Volunteer for NIAID-funded clinical studies related to autoimmune diseases on ClinicalTrials.gov.
An NIH team has identified in mice a critical role for the cell-signaling molecule interleukin-17 (IL-17) in the development of lupus nephritis, a potentially fatal kidney disease. Although IL-17 has been found in kidney biopsies of people with lupus nephritis, this is one of the first studies to suggest that it might directly contribute to disease progression. The team’s findings appear in the November 1 issue of Immunity.
Systemic lupus erythematosus (SLE), also known as lupus, is an autoimmune disease caused by the production of antibodies against a person’s own cells and tissues (autoantibodies). These autoantibodies can attack various organs of the body, and the kidneys are one of the primary targets. Approximately 50 percent of people with SLE may develop kidney disease, which can lead to organ failure. Current treatments for lupus nephritis aim to prevent or delay kidney failure, but there is no known cure for the disease.
In healthy people, IL-17 contributes to the body’s defenses by helping to recruit certain types of immune cells to infection sites. Researchers also have observed increased levels of IL-17 gene expression in the tissues of people with autoimmune diseases, including the kidneys of those with lupus nephritis. It is unclear, however, if lupus nephritis is causing the increase in IL-17 or if IL-17 is contributing to the disease.

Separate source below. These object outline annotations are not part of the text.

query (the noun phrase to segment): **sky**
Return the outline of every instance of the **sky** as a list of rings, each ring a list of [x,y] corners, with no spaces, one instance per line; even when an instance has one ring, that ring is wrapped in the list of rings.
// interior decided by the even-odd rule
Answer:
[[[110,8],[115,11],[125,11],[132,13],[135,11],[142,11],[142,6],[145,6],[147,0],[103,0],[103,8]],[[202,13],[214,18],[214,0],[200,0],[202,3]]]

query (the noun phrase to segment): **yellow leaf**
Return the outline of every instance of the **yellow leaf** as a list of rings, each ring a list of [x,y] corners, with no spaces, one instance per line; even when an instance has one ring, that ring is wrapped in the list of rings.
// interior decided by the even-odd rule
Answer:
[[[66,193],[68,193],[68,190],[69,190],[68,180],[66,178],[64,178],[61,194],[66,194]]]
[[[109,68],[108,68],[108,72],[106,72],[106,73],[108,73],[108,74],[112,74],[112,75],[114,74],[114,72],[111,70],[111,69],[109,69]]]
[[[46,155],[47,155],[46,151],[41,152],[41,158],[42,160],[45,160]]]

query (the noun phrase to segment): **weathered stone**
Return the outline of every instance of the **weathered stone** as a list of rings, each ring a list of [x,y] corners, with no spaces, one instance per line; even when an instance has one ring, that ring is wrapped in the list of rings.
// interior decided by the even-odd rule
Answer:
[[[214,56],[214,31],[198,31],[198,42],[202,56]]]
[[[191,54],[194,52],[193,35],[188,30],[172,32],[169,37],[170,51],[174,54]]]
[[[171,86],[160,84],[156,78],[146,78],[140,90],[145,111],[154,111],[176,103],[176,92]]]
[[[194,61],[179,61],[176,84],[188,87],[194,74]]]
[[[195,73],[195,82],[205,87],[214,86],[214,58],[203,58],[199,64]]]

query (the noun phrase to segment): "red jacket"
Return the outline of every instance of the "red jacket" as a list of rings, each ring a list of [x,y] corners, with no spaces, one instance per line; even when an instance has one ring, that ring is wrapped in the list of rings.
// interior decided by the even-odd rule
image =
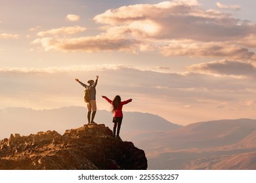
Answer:
[[[107,97],[104,97],[108,103],[110,103],[111,105],[113,105],[113,101],[108,99]],[[131,102],[132,99],[129,99],[127,101],[121,101],[120,104],[118,106],[118,108],[117,110],[114,111],[114,117],[123,117],[123,112],[122,112],[122,108],[123,108],[123,105],[129,103],[129,102]]]

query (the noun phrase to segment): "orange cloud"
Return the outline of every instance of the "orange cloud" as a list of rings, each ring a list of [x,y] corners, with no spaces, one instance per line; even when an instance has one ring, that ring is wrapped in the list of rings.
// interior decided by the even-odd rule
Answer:
[[[19,36],[16,34],[1,33],[0,39],[18,39]]]
[[[72,22],[78,22],[80,20],[80,16],[77,14],[69,14],[66,17],[66,20]]]
[[[59,35],[61,34],[75,34],[80,32],[86,31],[85,27],[81,27],[79,26],[75,27],[62,27],[58,29],[53,29],[46,31],[41,31],[37,33],[37,35],[40,37],[45,37],[47,35]]]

An NIH team, led by Ulrich Siebenlist, Ph.D., chief of the Immune Activation Section in the NIAID Laboratory of Immunoregulation, used mouse models to explore the role that IL-17 may have in lupus nephritis.

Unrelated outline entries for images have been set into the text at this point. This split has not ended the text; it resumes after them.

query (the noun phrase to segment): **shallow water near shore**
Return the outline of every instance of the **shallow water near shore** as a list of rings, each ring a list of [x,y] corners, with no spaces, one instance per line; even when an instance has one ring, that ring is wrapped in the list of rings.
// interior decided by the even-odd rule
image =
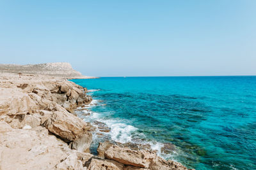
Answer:
[[[256,76],[72,81],[99,90],[90,92],[95,100],[78,115],[110,128],[101,138],[94,135],[92,150],[112,139],[150,145],[196,169],[256,169]]]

The team first compared an SLE mouse model to an SLE mouse modified so that it did not produce an adaptor protein required for IL-17 function. During a one-year observation period, all but one of the 13 SLE mice died from lupus nephritis, while 9 of the 12 modified SLE mice survived. The team also found that SLE mice that did not produce IL-17 were similarly protected from developing lupus nephritis as the mice that did not make the IL-17 adaptor protein.
After examining the SLE and modified SLE mice, the team discovered that both groups of mice produced autoantibodies indicative of disease initiation. They also found that the autoantibodies had been deposited in the kidneys. However, in most of the mice that lacked the IL-17 adaptor protein or that did not express IL-17, lupus nephritis did not occur, whereas kidney disease was the cause of death in most of the SLE mice. These results suggested that IL-17 plays a key role in the development of SLE-induced kidney disease.
There are limited treatment options for SLE, and the first new drug in over 50 years was only recently approved for the treatment of SLE. Although a promising treatment for some people, the drug does not work for everyone and has not been tested to treat lupus nephritis. Identifying new and broadly effective therapeutics for lupus, particularly lupus nephritis, would greatly improve the lives of those affected by the disease.
Although the NIH study was performed in mouse models, the results show that blocking IL-17 significantly prevents lupus nephritis. Because an increase in IL-17 expression has been observed in patient tissue samples, the team speculates that it is likely that the molecule has a similar function in human disease. Targeting IL-17 could be a viable therapeutic for treating SLE in people, though more work is needed.
The team is now working with animal models of SLE to understand the link between autoantibodies that target the kidneys and IL-17 production. They also plan to investigate how IL-17 may contribute to disease development and what the consequences are of blocking IL-17 in ongoing disease. Finally, they intend to explore ways to block the IL-17 adaptor protein from functioning in people.
Pisitkun P, Ha H, Wang H, Claudio E, Tivy CC, Zhou H, Mayadas TN, Illei GG, Siebenlist U. IL-17 cytokines are critical in development of fatal lupus glomerulonephritis. Immunity. Nov. 1, 2012 (online ahead of print).